Here is where I think the problem is. I have two slave devices connected to the processor. Neither one of them are using the designated chip select pins but are instead using GPIO. The chip select pins are already being used for other things. Don’t ask my why, the hardware designer doesn’t really remember why he did it this way either.

I would like to take avantage of the features available in variable chip select such as writing to bits 19:16 in the transmit data register during a transmission in order to determine the configuration of the SPI port but I am not sure how given my current setup.

As you can see in my setup code I do not pass control of the chip select pins to the SPI port so I am wondering if that is why I am not seeing a transmission when I call my send function.

Does anyone know if I can still use variable chip select mode while still using the dedicated chip select pins for things other than SPI?

A bit late. Let’s hope people are still interested.

As you can see in my setup code I do not pass control of the chip select pins to the SPI port so I am wondering if that is why I am not seeing a transmission when I call my send function.

I lost a few days due to this. It is very well disguised as hardware bug.

If you intend to use fixed peripheral mode without hardware SPI-control of the NPCS-pin, you must set the MODFDIS-bit in SPI Mode Register to disable mode-fault detection.

The feature is supposed to be used when you have several masters on the bus. If one master claims the bus by pulling an NPCS-pin low, the SAM7 will stall the SPI until it is released. All good, but, what happens when you don’t give SPI control of the NPCS-pin and manually pull it low? Well, the SPI seems to think another master has claimed it and stalls.

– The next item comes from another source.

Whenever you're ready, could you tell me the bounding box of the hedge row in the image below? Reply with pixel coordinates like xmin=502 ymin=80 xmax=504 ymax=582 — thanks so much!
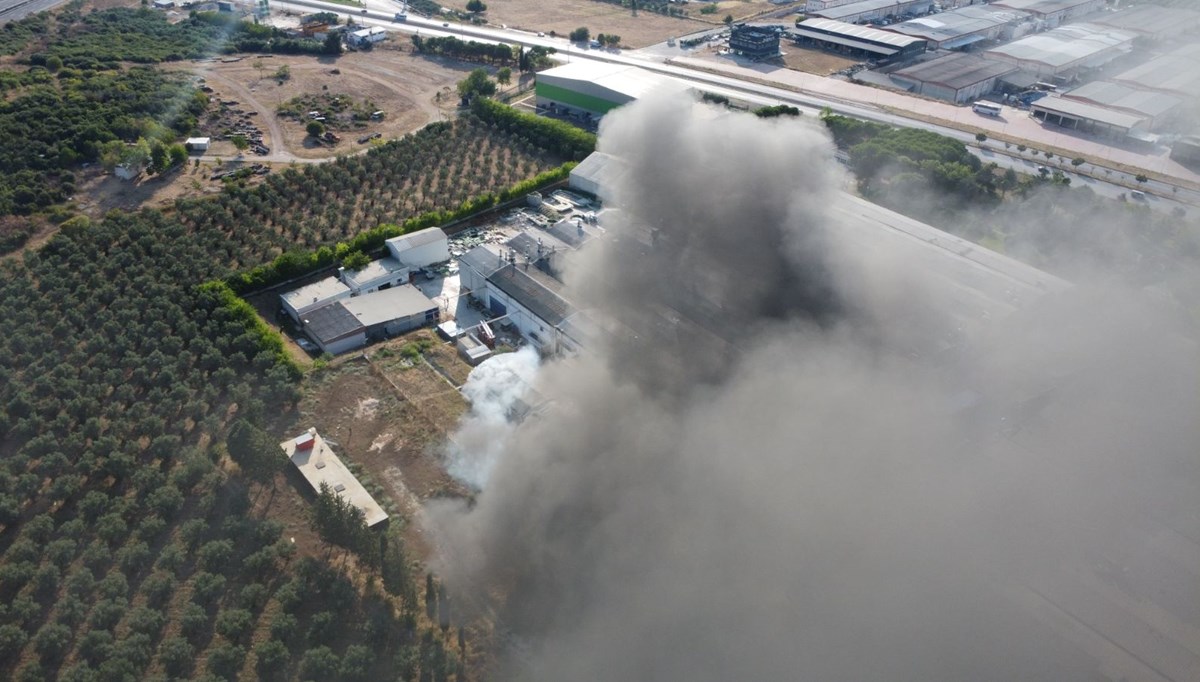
xmin=470 ymin=98 xmax=596 ymax=160
xmin=196 ymin=281 xmax=302 ymax=378
xmin=223 ymin=160 xmax=577 ymax=295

So, disable the mode-fault detection and you’re all good.

Maybe we should start a SAM7-peripheral wiki to collect all these booby-traps and how to avoid them.

Actually you can see in the code I posted previously that I did take care of that. But I do appreciate the response. I scratched my head for a day or two while staring at the scope crossing my fingers. I had the idea in the back of my head that changing from VARIABLE to FIXED peripheral select would probably get me up and running but instead I scoured the forms for a definite answer. I learned some great stuff, I just never found an answer. In the end I just tried my initial idea and things came right up.

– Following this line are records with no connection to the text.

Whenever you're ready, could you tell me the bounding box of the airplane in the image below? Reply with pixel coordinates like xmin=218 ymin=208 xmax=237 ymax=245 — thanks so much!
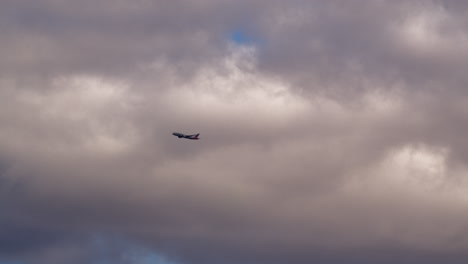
xmin=172 ymin=132 xmax=200 ymax=140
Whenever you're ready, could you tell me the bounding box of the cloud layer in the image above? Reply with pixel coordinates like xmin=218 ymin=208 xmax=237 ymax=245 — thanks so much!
xmin=2 ymin=1 xmax=468 ymax=263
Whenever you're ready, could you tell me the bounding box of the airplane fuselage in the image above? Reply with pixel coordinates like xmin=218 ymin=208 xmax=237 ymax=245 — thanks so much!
xmin=172 ymin=132 xmax=200 ymax=140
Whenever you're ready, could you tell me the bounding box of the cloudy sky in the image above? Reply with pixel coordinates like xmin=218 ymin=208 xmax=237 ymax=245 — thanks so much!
xmin=2 ymin=0 xmax=468 ymax=263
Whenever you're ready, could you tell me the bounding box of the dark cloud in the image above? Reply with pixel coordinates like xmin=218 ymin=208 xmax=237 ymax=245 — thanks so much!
xmin=1 ymin=0 xmax=468 ymax=264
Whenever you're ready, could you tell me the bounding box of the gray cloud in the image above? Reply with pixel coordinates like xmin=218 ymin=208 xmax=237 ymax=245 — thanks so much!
xmin=1 ymin=0 xmax=468 ymax=263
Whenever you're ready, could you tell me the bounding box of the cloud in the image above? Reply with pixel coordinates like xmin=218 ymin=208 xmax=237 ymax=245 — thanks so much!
xmin=2 ymin=1 xmax=468 ymax=263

Seems like this setup would be more common than it appears. I couldn’t find more than a forum post or two with no helpful answers. But I realize now that I really don’t need that functionality. It looks like it is there more for DMA than anything else and I hear you cant use DMA without using the NPCS pins anyways so whats the use. I wont be switching devices that often anyways. I have a DataFlash and an FPGA with a program that sends a file to one or the other. Once that is done I give the bus back to the hardware developer and he is free to use the bus as he pleases.

Thanks again for the post. It was like pulling teeth, trying to get answers. In the end I got it working without one. I wish there was an AT91SAM7 forum half as good as avrfreaks. I swear I post a question at 3:00AM and I have 5 responses by 4:00AM.

Oh I did find this though.

http://www.atmel.com/dyn/products/tools … ol_id=3784

Scroll down to “AT91SAM7S-EK Software Package for IAR 5.2, Keil and GNU” under Software and you have a zip file with a lot of complete example applications. There is a driver for everything in there. They even had a driver for the at26 DataFlash which uses the same command set as the one that I am using but it turned out to be faster to write my own than attempt to port.